A seleção brasileira não deve ter dificuldades para passar da fase de grupos da Copa América, já que pegará como único adversário realmente complicado a Colômbia, que eliminou nas quartas de final da Copa do Mundo, além de enfrentar Peru e Venezuela.
O sorteio, realizado nesta segunda-feira no balneário de Viña Del Mar, também prevê um clássico entre Argentina e Uruguai logo na fase de grupos, pela chave B, que conta ainda com o atual vice-campeão, Paraguai, e a modesta Jamaica.
Já o anfitrião Chile caiu em um grupo equilibrado, o A, no qual enfrentará México, Equador e Bolívia.
A partida de abertura, entre Chile e Equador, está marcada para o dia 11 de junho, no estádio Nacional de Santiago.
O Brasil começará sua campanha no dia 14 de junho, em Temuco, contra o Peru, e viajará em seguida a Santiago para o duelo com a Colômbia, no dia 17, no estádio Monumental.
Os comandados de Dunga encerram a participação na primeira fase contra a Venezuela, no dia 21, novamente na capital chilena.
Os dois primeiros de cada grupo se classificam para as quartas de final, assim como os dois melhores terceiros.
Se avançar em primeiro lugar da sua chave, o Brasil enfrentará nas quartas de final o segundo colocado do grupo B, que tem grandes chances de ser Uruguai ou Argentina.

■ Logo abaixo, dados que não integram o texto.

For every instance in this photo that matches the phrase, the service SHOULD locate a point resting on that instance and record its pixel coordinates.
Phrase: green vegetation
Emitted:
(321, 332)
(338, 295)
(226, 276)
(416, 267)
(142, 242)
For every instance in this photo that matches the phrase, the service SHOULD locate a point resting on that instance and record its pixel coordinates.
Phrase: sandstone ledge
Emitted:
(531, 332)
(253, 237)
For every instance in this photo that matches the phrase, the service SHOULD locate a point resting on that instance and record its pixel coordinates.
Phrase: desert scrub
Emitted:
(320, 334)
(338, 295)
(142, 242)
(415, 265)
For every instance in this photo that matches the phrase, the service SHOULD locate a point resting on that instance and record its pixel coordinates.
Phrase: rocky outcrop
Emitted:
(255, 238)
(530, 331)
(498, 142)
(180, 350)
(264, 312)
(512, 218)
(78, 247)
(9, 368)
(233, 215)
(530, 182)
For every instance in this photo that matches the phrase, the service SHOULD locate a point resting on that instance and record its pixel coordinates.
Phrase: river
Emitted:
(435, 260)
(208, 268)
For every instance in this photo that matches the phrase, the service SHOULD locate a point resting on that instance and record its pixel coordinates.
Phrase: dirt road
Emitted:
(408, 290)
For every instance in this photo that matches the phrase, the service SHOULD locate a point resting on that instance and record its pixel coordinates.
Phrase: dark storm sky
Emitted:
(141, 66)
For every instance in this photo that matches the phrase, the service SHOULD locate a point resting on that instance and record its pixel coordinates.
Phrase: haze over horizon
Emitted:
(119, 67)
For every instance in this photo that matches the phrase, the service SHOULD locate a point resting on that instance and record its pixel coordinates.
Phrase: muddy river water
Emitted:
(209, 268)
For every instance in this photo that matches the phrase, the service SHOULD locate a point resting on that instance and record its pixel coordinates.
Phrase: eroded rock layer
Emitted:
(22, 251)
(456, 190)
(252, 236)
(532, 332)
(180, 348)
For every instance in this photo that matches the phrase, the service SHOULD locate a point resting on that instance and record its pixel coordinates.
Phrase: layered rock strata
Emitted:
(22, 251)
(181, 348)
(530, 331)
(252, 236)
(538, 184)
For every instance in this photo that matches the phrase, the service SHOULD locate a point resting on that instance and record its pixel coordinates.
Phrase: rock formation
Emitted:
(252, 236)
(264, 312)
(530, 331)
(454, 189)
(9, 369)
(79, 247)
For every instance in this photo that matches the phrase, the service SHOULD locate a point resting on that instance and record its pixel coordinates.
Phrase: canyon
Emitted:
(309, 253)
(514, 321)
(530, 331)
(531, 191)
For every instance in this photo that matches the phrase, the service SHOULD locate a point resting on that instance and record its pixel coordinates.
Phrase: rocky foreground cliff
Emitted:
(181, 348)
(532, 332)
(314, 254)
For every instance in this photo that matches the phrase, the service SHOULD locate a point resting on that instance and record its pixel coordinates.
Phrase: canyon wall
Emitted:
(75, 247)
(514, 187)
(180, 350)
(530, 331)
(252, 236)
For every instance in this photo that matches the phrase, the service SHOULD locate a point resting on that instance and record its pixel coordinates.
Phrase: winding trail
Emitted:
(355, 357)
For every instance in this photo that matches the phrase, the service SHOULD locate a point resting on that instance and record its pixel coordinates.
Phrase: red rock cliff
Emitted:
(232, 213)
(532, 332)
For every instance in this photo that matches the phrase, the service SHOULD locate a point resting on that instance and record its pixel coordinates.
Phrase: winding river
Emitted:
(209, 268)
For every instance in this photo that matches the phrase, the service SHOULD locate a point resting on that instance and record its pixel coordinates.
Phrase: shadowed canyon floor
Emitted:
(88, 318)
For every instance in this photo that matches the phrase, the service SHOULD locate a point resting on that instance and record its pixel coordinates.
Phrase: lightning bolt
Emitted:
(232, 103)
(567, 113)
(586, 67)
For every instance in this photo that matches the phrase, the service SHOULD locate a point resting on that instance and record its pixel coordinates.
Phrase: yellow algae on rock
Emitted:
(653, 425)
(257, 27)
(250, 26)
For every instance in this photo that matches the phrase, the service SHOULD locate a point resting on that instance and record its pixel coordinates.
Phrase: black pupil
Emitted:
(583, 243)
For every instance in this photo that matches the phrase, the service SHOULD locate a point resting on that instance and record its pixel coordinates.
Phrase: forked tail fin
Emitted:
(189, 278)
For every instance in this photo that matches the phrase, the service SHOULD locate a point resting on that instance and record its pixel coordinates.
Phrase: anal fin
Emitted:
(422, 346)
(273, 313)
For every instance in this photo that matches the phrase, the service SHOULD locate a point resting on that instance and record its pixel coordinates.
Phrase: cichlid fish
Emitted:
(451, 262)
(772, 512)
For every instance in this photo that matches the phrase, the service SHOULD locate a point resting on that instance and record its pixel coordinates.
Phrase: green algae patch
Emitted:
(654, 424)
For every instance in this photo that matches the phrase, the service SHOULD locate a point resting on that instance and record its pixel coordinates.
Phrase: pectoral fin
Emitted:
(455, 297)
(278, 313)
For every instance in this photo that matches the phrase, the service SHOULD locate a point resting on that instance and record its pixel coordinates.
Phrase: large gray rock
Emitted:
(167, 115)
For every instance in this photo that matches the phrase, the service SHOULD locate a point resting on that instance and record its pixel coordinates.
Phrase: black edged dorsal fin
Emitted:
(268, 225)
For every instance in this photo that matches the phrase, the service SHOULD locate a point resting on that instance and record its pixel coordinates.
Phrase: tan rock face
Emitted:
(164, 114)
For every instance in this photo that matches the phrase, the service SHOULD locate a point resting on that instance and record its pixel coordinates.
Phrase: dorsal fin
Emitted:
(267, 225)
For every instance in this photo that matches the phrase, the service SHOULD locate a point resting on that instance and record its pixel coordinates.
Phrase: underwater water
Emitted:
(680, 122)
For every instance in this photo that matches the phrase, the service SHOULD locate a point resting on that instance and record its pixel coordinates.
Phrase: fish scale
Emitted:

Primeiro teste da nova era Dunga A 44ª edição da Copa América, disputada entre os dias 11 de junho e 4 de julho, será a primeira competição oficial da seleção brasileira desde o fracasso da Copa do Mundo, marcado pela humilhante goleada por 7 a 1 da Alemanha na semifinal.
Desde então, a seleção teve 100% de aproveitamento nos seis primeiros amistosos da nova era Dunga, marcou 14 gols e sofreu apenas um, na última quarta-feira, quando superou a Áustria por 2 a 1, em Viena.
O único adversário da fase de grupos que deve realmente dar trabalho é um 'velho conhecido', a Colômbia, que o Brasil enfrentou (e venceu) duas vezes nos últimos meses.
A primeira foi nas quartas de final da Copa do Mundo, quando venceu por 2 a 1 em duelo marcado pela lesão de Neymar, que perdeu a reta final da competição ao ser atingido por uma joelhada de Zuñiga, no dia 4 de julho, no Castelão.
O camisa 10 se recuperou a tempo para disputar o primeiro amistoso pós-Copa, no dia 5 de setembro, em Miami, justamente contra os colombianos. O craque deu um abraço em Zuñiga antes do pontapé inicial e decidiu a partida com uma linda cobrança de falta (vitória por 1 a 0). Foi o primeiro de sete gols marcados sob o comando de Dunga.
"Enfrentar o Brasil em qualquer situação é difícil. Na fase de grupos, no mata-mata, em qualquer situação", reconheceu o técnico da seleção 'Cafetera', o argentino José Pekerman.
Peru e Venezuela, zebras de 2011
Os outros dois adversários que o Brasil enfrentará na fase de grupos não conseguiram se classificar para o Mundial, mas já mostraram que são capazes de brilhar na Copa América.
Na última edição, em 2011, Peru e Venezuela surpreenderam e se classificaram para as semifinais, com um desempenho portanto melhor que a seleção brasileira, então comandada por Mano Menezes, que caiu nas quartas ao ser eliminada nos pênaltis pelo Paraguai.
O Peru terminou em sétimo nas eliminatórias sul-americanas para a última Copa e a Venezuela, que ficou por muito tempo na zona de classificação, acabou batendo na trave ao ser ultrapassada na reta final pelo Uruguai, terminando em sexto.
Mesmo com o apoio da torcida, o Chile não deve ter vida fácil diante do México, que como a 'Roja' chegou às oitavas de final da Copa do Mundo, e do Equador, que também disputou a competição, mas foi eliminado na primeira fase.
Já a Argentina de Lionel Messi disputará no dia 16 de junho, em La Serena, a partida mais aguardada desta fase de grupos, contra o atual campeão, Uruguai, que não poderá contar com o atacante Luis Suárez, suspenso por conta da mordida no italiano Chiellini.
Vice-campeão da última edição, o Paraguai costuma crescer na Copa América, mas teve uma campanha desastrosa nas eliminatórias do Mundial, ficando na lanterna. Para Jamaica, convidada especial desta edição, sair da competição sem sofrer três derrotas já seria considerado um bom desempenho.